Related Post: Becoming Their Safe Space | The Challenges of Elderly Emotional Support
5. Celebrate early
The holidays are known for being a break in routine but this can cause a lot of stress for your loved one. Keep the roots of your routines in tact and keep the bulk of your celebrating in the middle. Your loved one will enjoy the holidays more without the fatigue that often accompanies late afternoon and evening.
If you’re hosting an elderly loved one, consider lunches or early suppers and afternoon parties as opposed to evening. This can also help keep your guest list at a minimum and ease any stress large crowds might have on your elderly loved one.
6. Provide opportunities for them to be included
There are many things our loved ones can be included on during the holidays:
– Online shopping for family
– Wrapping gifts
– Writing Christmas cards
– Menu planning
– Light baking/cooking
Yes, it’s faster and easier to do these things alone but it makes such a difference to make an effort to include your loved one in simple holiday preparations. The holidays are all about giving and serving and very few of us want to be mere spectators. PLAN times for them to be included and you will save yourself a lot of extra stress while allowing them to feel useful during the holidays.
7. Include their traditions
Take some time and learn what makes the holidays special for our loved one.
– Do they have any special decorations that can be included?
– Are there specific dishes they enjoy?
– What are some activities that might bring back a special memory?
– Are there any movies, TV shows, or music that give them that holiday spirit?
Not only will including some of their traditions in your holiday celebrations make them feel special but it will also go a long way in showing them they are not forgotten.
Related Post: How to Get to Know Someone Who Can’t Communicate
8. Keep conversation light and flowing
While we want to stay sincere in our conversation, we also want to create a joyous atmosphere. Many times our loved ones can begin dwelling on and talking about the negative and at times inappropriate. Be prepared to redirect conversation when needed. Keep an arsenal of happy memories, funny stories, or interesting facts to ease tense situations that may arise.
If you’re hosting an elderly loved one, consider providing a companion who is familiar enough to guide conversations should they shift. You want to keep spirits up for everyone.
9. Watch for signs of fatigue and burnout
You know your loved one best and know the signs of fatigue and burnout. Exhaustion can quickly ruin even the most spirited celebrations for you and your loved one.
Don’t be afraid to cut your festivities short if you notice that your loved one has had enough.

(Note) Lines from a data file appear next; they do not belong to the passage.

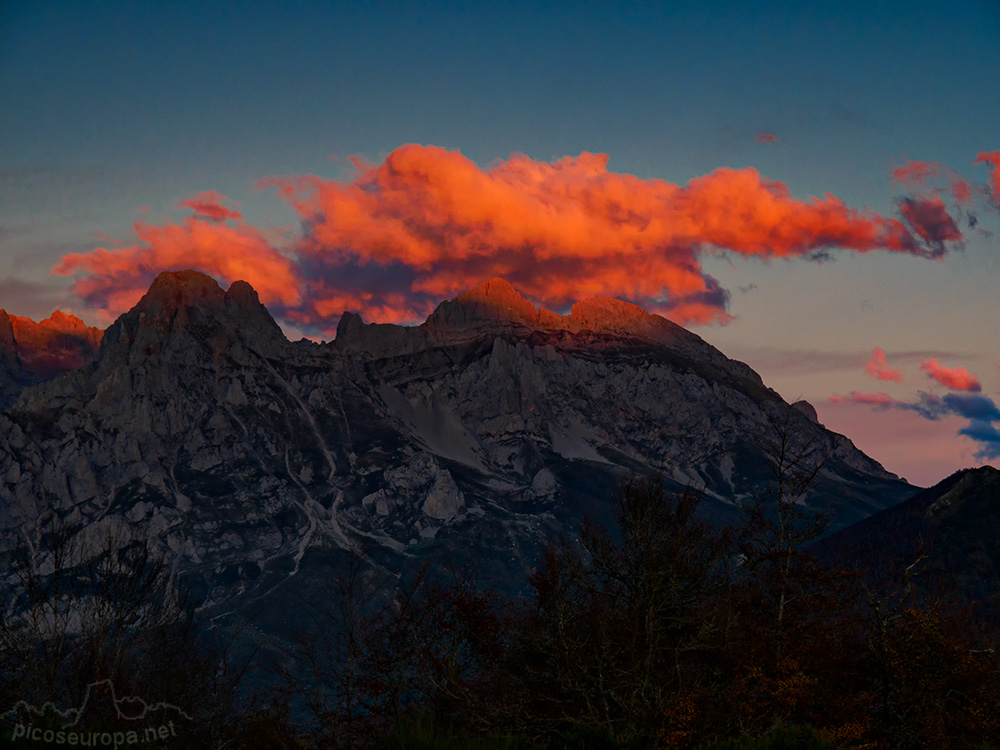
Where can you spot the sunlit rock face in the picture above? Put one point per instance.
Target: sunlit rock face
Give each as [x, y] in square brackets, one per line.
[254, 463]
[33, 352]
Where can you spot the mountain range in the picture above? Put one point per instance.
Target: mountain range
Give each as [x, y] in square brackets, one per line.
[255, 463]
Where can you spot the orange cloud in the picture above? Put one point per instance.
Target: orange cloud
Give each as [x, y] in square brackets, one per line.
[878, 367]
[427, 223]
[992, 159]
[956, 378]
[921, 175]
[211, 205]
[113, 280]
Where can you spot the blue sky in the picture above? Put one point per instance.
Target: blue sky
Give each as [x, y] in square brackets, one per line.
[111, 107]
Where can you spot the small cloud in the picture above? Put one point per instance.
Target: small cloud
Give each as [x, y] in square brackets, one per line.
[879, 368]
[982, 413]
[930, 219]
[211, 205]
[956, 378]
[992, 160]
[880, 400]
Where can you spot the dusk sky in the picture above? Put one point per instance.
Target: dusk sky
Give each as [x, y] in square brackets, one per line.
[812, 188]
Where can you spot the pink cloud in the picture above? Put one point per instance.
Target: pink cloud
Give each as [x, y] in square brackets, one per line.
[212, 206]
[427, 223]
[879, 368]
[992, 159]
[883, 400]
[956, 378]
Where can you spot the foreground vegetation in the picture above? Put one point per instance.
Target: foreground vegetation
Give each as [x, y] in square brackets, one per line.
[662, 632]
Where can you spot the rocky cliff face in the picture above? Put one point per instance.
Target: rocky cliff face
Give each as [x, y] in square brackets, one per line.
[33, 352]
[255, 462]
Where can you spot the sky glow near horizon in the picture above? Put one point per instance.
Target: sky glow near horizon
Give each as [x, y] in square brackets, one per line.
[798, 186]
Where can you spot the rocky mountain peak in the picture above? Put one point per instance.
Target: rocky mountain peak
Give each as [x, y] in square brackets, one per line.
[172, 290]
[181, 305]
[37, 351]
[494, 301]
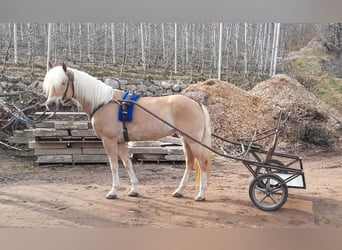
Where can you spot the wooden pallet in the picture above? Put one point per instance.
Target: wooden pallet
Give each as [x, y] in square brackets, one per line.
[74, 142]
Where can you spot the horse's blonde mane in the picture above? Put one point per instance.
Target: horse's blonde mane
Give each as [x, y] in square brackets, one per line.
[87, 88]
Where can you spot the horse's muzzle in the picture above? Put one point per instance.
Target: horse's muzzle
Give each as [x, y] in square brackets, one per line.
[53, 104]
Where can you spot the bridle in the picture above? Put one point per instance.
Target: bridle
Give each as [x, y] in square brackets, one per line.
[70, 76]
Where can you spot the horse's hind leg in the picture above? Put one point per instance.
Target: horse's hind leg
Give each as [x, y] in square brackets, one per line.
[111, 149]
[203, 163]
[189, 162]
[124, 155]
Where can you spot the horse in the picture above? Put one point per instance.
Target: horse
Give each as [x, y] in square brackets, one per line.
[101, 103]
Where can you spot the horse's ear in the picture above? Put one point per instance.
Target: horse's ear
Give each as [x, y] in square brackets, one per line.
[50, 65]
[64, 67]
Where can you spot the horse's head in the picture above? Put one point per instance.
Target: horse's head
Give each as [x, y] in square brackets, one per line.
[58, 85]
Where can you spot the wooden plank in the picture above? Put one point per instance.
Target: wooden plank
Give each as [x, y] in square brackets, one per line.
[54, 159]
[71, 125]
[84, 133]
[49, 132]
[148, 157]
[89, 158]
[144, 144]
[87, 144]
[174, 150]
[33, 145]
[57, 151]
[61, 113]
[147, 150]
[175, 157]
[45, 124]
[94, 151]
[172, 140]
[51, 140]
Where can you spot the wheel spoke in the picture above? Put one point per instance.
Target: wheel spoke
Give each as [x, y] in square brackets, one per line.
[272, 198]
[263, 198]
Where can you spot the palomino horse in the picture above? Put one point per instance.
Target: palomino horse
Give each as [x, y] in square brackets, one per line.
[100, 102]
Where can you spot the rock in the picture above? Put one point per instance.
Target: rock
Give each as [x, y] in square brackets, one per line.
[176, 88]
[166, 85]
[113, 83]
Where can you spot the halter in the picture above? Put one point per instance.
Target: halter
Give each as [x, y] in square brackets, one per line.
[70, 76]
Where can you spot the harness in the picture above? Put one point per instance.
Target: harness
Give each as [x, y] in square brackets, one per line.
[125, 113]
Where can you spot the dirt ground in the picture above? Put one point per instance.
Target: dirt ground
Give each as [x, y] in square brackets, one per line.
[74, 197]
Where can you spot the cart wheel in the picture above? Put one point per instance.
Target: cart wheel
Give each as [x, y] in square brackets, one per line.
[262, 170]
[268, 192]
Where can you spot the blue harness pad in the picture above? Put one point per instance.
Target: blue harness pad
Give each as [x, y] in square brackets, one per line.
[129, 116]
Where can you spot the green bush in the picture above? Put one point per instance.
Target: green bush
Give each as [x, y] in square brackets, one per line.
[315, 134]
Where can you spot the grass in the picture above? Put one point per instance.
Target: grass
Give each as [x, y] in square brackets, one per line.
[308, 70]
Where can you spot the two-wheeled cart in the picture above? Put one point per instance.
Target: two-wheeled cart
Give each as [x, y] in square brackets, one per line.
[273, 172]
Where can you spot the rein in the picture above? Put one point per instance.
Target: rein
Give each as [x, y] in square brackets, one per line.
[70, 76]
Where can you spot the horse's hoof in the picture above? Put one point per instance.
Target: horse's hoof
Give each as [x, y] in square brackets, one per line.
[133, 194]
[111, 196]
[200, 199]
[177, 195]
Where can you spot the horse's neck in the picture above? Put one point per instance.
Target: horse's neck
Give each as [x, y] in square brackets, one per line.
[90, 92]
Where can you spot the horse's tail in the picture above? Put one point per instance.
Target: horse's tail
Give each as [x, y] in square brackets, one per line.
[206, 140]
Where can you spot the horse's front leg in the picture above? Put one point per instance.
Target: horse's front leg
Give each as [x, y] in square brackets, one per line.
[111, 147]
[124, 155]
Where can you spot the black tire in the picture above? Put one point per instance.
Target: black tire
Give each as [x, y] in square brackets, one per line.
[262, 170]
[268, 192]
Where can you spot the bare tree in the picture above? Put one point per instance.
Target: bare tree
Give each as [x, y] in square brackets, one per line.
[15, 43]
[220, 54]
[48, 47]
[175, 56]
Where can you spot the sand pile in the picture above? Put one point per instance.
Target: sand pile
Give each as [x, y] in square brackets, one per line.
[304, 106]
[234, 113]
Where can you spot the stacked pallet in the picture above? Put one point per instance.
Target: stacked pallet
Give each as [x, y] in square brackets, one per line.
[74, 142]
[67, 142]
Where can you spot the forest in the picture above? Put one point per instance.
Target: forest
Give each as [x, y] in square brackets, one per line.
[243, 53]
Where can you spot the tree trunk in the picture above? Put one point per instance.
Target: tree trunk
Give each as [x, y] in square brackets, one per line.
[175, 59]
[48, 47]
[143, 60]
[275, 56]
[15, 43]
[220, 54]
[112, 25]
[245, 55]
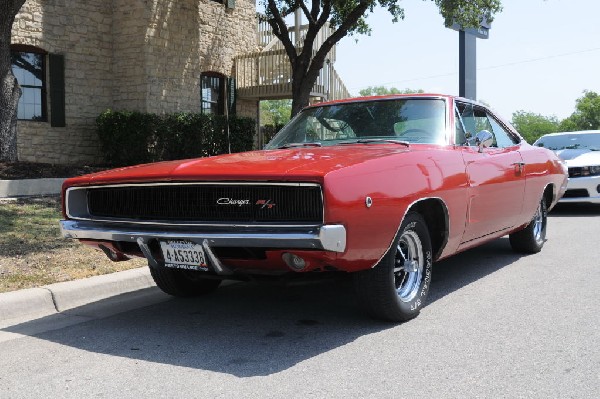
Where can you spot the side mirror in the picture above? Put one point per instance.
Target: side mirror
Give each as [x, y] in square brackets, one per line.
[483, 139]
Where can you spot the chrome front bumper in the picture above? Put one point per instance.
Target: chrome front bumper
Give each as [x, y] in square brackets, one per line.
[324, 237]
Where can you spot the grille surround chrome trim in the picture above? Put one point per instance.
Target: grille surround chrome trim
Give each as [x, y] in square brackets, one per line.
[84, 215]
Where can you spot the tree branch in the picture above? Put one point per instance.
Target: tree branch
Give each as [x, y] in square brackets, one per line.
[341, 31]
[280, 30]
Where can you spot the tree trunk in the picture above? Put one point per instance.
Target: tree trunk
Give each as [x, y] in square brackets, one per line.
[10, 91]
[301, 86]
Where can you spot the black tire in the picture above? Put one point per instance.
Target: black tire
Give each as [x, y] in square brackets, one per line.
[531, 239]
[391, 291]
[182, 283]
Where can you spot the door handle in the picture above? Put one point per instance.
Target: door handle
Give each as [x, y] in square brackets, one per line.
[521, 165]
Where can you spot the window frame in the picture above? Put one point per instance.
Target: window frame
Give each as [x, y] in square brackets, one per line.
[220, 102]
[23, 48]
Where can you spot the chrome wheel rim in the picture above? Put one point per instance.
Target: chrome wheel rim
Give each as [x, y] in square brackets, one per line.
[538, 224]
[408, 267]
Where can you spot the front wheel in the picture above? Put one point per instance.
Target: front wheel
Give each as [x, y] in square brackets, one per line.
[396, 288]
[531, 239]
[182, 283]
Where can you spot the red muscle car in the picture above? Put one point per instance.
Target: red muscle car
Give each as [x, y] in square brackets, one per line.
[380, 187]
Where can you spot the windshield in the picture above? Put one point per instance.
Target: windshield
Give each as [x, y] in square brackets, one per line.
[402, 120]
[588, 141]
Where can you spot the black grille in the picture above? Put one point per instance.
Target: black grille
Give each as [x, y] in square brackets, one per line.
[576, 193]
[208, 203]
[575, 172]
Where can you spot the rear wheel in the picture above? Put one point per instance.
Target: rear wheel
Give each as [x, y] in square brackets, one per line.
[531, 239]
[182, 283]
[396, 288]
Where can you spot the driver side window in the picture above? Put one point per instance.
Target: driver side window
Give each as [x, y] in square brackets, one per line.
[474, 120]
[502, 137]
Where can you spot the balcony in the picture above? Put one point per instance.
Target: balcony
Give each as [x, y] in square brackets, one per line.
[267, 74]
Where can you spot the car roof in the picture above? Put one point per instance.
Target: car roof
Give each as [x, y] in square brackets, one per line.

If you are visiting, alert your host ahead of time of your elderly loved one’s limitations and of the possibility of your early departure.
Always make sure to provide plenty of opportunities for rest during the holidays for your loved one. Yes, you want them to be included but that doesn’t mean “do all the things”. Allow DAYS of rest so the parts they do participate in are enjoyable for everyone involved.
10. Don’t stress over it
Including your elderly loved one in holiday celebrations and festivities sounds stressful but it doesn’t have to be. Pick a few activities you know your loved one will enjoy. Include them in parts of you decorating and preparation. But, don’t stress over it.
– If your loved one shows no enthusiasm, allow them to be a spectator.
– If they put up a fight about going out, pick your battles and don’t force them to do something.
– If they don’t seem interested in socializing, be present.
Related Post: Ten Things Being A Caregiver Has Taught Me About Life
Including your loved one initially seems stressful. You don’t know what to expect from them. Will they really enjoy themselves? Is this just wasted effort? Will including them bring me more stress and ruin my holiday season?
What’s important is that you show them through your efforts that they are still important. They matter. They have not been forgotten because they are older and need a caregiver.
Most of all, don’t let the idea of including your elderly loved one stress you out. Your efforts and presence are what is most important during this season.